Probability density distillation with generative adversarial networks for high-quality parallel waveform generation
Ryuichi Yamamoto, Eunwoo Song, Jae-Min Kim
TL;DR
<3-5 sentence high-level summary>: The paper tackles the quality limitations of probability density distillation (PDD) in WaveNet-based parallel waveform generation (PWG) by integrating a generative adversarial network (GAN) framework into the teacher–student distillation. It introduces a joint objective $L_G = \lambda_{kld} L_{KLD} + \lambda_{aux} L_{AUX} + \lambda_{adv} L_{ADV}$, enabling the IAF-based student to learn the distribution of realistic speech beyond the teacher’s distribution. The experimental results show that the KLAXAD configuration achieves the highest perceptual quality (MOS up to $4.186$), even outperforming the autoregressive teacher WaveNet, while preserving real-time generation speed. This approach demonstrates that adversarial feedback can significantly enhance naturalness in PWG systems without sacrificing efficiency.
Abstract
This paper proposes an effective probability density distillation (PDD) algorithm for WaveNet-based parallel waveform generation (PWG) systems. Recently proposed teacher-student frameworks in the PWG system have successfully achieved a real-time generation of speech signals. However, the difficulties optimizing the PDD criteria without auxiliary losses result in quality degradation of synthesized speech. To generate more natural speech signals within the teacher-student framework, we propose a novel optimization criterion based on generative adversarial networks (GANs).
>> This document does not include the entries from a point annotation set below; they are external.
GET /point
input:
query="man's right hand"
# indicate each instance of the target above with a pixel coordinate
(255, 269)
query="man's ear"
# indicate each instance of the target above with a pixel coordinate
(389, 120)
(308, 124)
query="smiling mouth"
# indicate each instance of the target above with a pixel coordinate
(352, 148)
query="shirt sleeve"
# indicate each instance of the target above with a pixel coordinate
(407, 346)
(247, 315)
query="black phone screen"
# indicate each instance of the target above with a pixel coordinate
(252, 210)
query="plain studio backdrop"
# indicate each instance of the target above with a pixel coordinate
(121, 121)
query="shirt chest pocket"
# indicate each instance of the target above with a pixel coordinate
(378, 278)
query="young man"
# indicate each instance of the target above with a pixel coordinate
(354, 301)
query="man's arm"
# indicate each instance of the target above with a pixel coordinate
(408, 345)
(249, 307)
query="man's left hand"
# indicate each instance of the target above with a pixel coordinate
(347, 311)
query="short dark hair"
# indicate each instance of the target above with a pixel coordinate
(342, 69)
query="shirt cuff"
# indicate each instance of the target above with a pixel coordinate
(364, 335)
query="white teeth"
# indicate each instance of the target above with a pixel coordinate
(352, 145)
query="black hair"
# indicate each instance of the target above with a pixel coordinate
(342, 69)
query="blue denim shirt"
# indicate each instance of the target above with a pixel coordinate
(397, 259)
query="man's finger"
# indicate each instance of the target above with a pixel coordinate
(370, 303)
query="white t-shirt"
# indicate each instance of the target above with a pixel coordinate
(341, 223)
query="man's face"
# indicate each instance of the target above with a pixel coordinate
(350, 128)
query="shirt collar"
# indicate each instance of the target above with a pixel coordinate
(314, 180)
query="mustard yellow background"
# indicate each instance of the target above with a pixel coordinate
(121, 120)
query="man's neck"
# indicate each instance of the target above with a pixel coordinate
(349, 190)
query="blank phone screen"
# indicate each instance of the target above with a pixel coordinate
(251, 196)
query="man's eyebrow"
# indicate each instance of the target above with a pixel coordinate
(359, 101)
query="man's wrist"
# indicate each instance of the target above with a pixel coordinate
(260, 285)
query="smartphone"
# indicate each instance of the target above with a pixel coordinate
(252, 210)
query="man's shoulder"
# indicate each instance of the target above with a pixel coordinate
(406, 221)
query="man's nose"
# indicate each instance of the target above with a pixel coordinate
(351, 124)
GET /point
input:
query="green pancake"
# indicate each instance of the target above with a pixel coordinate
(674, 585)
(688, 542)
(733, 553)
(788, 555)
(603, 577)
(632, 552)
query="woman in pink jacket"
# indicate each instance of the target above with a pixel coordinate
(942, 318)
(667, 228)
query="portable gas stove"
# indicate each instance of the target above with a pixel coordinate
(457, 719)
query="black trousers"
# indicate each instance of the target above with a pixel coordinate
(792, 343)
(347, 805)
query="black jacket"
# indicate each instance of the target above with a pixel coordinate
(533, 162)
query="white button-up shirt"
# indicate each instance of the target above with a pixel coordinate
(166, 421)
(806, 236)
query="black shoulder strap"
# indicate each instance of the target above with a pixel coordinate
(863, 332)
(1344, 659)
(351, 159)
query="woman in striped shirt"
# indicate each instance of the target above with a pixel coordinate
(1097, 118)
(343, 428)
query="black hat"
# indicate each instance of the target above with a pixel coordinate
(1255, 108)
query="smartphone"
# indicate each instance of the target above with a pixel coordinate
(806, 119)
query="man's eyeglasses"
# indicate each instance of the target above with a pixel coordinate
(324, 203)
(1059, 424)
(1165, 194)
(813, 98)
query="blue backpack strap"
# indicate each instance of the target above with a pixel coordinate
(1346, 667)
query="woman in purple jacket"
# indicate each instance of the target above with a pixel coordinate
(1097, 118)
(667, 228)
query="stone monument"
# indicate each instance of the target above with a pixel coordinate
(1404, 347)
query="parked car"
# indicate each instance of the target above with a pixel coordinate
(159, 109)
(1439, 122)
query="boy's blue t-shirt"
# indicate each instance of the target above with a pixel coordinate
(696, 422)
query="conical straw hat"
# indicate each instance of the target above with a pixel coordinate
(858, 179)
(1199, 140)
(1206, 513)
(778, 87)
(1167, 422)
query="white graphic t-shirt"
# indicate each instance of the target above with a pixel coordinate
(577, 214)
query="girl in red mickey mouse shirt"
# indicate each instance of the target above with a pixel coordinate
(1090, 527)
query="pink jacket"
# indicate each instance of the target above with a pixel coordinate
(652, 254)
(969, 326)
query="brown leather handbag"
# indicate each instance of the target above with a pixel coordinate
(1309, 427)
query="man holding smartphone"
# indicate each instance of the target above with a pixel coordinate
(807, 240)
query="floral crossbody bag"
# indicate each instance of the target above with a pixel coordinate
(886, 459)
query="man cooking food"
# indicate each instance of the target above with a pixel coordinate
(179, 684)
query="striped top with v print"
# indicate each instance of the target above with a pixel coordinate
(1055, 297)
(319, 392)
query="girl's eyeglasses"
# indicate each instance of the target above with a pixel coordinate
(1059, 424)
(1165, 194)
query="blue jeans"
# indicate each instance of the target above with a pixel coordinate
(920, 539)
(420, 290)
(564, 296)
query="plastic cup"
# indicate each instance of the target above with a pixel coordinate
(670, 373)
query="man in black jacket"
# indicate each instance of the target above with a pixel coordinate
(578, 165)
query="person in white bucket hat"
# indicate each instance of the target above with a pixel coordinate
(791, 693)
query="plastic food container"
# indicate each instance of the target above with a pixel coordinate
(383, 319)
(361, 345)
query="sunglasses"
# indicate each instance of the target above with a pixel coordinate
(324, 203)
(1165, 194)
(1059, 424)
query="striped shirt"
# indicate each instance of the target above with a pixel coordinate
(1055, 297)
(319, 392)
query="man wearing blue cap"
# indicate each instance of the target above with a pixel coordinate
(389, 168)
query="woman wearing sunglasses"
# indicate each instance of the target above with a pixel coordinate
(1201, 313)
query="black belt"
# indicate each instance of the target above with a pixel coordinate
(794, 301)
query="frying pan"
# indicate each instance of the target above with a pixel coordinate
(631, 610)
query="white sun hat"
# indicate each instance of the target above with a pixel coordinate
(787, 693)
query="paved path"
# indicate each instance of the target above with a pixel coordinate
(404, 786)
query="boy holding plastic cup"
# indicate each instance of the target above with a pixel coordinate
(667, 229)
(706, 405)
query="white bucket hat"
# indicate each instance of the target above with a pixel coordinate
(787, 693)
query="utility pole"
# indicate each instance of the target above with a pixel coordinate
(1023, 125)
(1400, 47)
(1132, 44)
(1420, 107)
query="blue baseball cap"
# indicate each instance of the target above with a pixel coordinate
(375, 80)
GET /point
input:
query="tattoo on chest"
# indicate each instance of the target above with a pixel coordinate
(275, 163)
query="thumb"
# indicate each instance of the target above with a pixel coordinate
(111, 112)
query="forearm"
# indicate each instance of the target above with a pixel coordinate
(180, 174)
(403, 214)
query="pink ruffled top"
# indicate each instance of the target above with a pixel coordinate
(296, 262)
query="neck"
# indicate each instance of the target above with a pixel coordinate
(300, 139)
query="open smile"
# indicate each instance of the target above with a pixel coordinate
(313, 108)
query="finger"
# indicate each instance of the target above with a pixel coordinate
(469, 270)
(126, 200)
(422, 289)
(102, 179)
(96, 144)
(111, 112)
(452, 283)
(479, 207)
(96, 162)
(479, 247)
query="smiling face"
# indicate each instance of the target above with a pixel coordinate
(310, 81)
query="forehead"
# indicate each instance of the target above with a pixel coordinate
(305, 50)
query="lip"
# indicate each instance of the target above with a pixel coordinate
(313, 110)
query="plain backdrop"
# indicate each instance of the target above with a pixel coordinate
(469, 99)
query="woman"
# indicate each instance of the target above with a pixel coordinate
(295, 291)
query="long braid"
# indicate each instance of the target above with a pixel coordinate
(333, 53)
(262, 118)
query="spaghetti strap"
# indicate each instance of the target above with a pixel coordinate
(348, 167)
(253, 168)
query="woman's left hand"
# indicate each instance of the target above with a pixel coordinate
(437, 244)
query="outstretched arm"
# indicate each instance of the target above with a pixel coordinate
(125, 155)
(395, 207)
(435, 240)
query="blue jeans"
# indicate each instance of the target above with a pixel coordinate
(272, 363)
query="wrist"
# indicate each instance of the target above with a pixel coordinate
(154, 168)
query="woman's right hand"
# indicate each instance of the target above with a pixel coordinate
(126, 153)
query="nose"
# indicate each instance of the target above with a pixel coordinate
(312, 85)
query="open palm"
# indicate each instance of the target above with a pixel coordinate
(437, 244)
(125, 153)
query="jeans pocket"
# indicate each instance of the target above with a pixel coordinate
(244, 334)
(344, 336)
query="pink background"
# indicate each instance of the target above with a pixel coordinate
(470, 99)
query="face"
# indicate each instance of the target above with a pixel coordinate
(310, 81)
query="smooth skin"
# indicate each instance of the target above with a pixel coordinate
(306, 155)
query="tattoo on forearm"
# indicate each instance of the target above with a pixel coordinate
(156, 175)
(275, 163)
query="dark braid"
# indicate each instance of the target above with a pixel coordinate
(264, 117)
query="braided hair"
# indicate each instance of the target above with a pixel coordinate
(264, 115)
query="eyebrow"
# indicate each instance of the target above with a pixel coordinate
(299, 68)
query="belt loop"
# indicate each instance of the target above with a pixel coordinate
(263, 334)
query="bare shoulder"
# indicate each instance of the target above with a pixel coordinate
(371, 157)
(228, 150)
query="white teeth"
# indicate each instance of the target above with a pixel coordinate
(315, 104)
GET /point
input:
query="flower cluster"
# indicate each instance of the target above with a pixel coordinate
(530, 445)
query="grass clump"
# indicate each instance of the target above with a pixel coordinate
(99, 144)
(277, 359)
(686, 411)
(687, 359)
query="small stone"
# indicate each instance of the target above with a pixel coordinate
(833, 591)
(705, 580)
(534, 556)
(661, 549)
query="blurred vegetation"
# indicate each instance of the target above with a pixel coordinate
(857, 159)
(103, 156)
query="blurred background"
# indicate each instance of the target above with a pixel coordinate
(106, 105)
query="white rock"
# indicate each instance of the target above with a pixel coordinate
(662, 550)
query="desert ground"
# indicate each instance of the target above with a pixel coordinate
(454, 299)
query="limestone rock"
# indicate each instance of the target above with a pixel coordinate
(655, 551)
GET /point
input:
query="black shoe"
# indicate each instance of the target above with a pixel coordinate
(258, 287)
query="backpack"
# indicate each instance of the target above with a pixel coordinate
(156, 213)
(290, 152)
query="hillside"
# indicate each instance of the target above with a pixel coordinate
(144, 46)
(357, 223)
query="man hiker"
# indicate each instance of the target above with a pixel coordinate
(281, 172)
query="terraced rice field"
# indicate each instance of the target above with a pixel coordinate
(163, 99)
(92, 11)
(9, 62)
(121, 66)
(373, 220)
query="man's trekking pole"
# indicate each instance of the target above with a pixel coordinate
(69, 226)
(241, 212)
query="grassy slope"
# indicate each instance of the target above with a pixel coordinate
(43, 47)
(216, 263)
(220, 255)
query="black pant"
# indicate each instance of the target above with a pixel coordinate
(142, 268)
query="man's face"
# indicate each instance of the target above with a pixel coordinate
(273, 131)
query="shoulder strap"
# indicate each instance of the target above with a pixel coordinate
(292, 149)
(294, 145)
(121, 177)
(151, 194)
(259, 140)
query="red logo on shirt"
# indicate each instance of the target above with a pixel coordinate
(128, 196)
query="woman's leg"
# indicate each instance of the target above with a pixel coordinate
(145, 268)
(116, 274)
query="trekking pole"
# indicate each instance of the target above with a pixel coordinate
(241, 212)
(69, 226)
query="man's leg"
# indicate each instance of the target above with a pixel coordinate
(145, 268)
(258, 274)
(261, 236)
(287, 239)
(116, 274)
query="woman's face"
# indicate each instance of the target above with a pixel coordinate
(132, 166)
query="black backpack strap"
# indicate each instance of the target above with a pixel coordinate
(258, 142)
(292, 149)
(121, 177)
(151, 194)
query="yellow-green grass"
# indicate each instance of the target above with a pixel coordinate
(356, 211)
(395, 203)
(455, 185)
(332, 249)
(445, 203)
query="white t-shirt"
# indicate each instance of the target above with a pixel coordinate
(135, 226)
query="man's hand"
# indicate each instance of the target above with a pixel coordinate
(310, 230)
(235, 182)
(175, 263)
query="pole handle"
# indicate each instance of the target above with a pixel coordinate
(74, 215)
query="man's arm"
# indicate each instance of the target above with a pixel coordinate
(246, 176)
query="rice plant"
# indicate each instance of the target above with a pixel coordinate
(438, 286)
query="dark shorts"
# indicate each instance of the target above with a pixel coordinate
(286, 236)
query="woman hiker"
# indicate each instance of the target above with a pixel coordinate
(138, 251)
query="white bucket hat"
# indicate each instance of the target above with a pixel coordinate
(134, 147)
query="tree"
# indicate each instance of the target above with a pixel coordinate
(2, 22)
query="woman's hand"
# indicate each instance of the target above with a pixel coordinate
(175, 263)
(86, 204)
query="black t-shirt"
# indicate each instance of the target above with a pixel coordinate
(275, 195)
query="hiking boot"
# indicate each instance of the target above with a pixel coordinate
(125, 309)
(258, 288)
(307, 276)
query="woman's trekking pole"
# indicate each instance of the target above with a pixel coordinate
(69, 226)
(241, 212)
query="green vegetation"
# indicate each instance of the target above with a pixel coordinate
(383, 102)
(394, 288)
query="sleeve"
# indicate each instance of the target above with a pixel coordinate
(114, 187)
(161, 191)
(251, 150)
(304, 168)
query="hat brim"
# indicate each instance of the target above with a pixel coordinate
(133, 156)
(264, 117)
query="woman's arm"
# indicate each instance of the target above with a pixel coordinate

In the proposed method, the inverse autoregressive flow-based student model is incorporated as a generator in the GAN framework, and jointly optimized by the PDD mechanism with the proposed adversarial learning method. As this process encourages the student to model the distribution of realistic speech waveform, the perceptual quality of the synthesized speech becomes much more natural. Our experimental results verify that the PWG systems with the proposed method outperform both those using conventional approaches, and also autoregressive generation systems with a well-trained teacher WaveNet.